Безумие отдельных лиц ищет оправдания своей справедливости в высшей и неоспоримой идее, но неоспоримые идеи, сталкиваясь в водовороте жизни, производят разрушительные взрывы.
Отдельные безумия находят свое успокоение только в законе – безумии объективном, которое является равнодействующим всех безумий.
«В демократии народ подчинен своей собственной воле, а это очень тяжелый вид рабства. В действительности народ настолько же чужд и враждебен своей собственной воле, насколько он чужд воле своего царя, так как общая воля или совсем отсутствует, или присутствует очень мало в воле отдельного человека, который, однако, испытывает это противоречие во всей его целости» (А. Франс).16
Почему же ни Робеспьер, ни Сен-Жюст, в руках которых была вся власть, не дали Европе того закона, который она, спустя несколько лет, приняла из рук Наполеона?
Они были тверже и чище его, подобные двум архангелам ужаса, стоящим у врат нового мира.
У них не было минут слабостей, нерешимости, отчаяния и даже простой боязни, как в жизни Наполеона.
Власть Наполеона в том, что он пришел во имя свое и дал закон во имя свое, тогда как Робеспьер хотел дать закон во имя республики-государства, а Сен-Жюст во имя справедливости. И тайна власти Наполеона в том, что он смотрел на людей, как на «испорченных обезьян».
Санкция закона – в имени, от которого он исходит, будь это закон от Иеговы или закон от Наполеона.
Во имя безымянной идеи нет закона, будь это непорочная идея самой справедливости или успокаивающая идея государства – мещанства.
Закон Наполеона и был законом мещанства, но он не был дан во имя мещанства, а во имя законодателя.
Русская революция – это только один частичный кризис, который в душе Достоевского выявил тайны последнего и величайшего безумия человеческого рода, который погибнет весь в этих моральных конвульсиях, кроме тех немногих избранных, которым предназначено начать новый род людей, новую жизнь, обновить и очистить землю, перенести внешний закон внутрь человеческой души.

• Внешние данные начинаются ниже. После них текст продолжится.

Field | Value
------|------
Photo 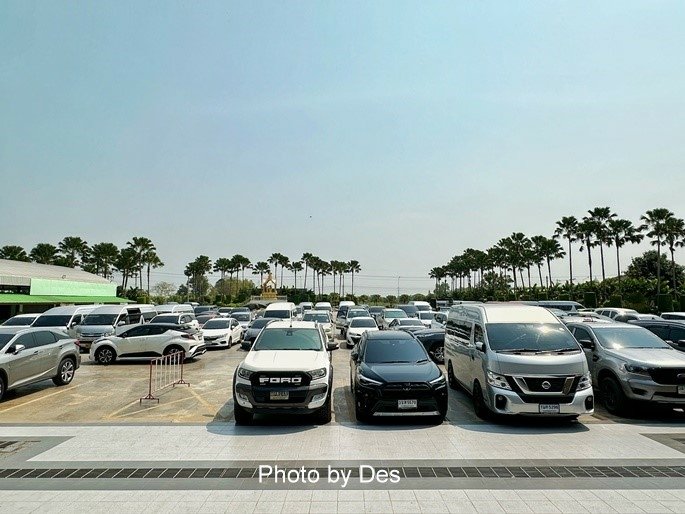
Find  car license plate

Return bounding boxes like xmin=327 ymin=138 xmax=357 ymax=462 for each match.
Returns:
xmin=538 ymin=403 xmax=561 ymax=414
xmin=397 ymin=400 xmax=418 ymax=410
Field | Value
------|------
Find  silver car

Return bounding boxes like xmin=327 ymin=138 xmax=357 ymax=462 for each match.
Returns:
xmin=567 ymin=322 xmax=685 ymax=415
xmin=0 ymin=328 xmax=81 ymax=399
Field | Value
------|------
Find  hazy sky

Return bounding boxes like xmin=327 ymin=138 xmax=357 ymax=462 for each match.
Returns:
xmin=0 ymin=0 xmax=685 ymax=294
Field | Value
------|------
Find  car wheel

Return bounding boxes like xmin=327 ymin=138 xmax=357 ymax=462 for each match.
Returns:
xmin=472 ymin=382 xmax=491 ymax=420
xmin=95 ymin=346 xmax=117 ymax=366
xmin=447 ymin=361 xmax=459 ymax=391
xmin=428 ymin=344 xmax=445 ymax=364
xmin=52 ymin=358 xmax=76 ymax=386
xmin=600 ymin=377 xmax=629 ymax=415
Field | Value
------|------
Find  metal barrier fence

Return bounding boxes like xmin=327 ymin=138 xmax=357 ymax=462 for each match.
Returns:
xmin=139 ymin=352 xmax=190 ymax=404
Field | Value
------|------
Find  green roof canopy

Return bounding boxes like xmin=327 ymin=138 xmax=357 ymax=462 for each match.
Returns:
xmin=0 ymin=293 xmax=133 ymax=305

Тогда нынешнее – звериное сознание общественного организма, которое ниже нашего личного сознания, станет равным ему и тождественным.
Но прежде чем человечество придет к этому полному и безусловному единству личности и общества, надо до самого конца пройти времена безумия. Надо всё видимое, всё познаваемое рассечь лезвием меча на добро и зло, правду и ложь.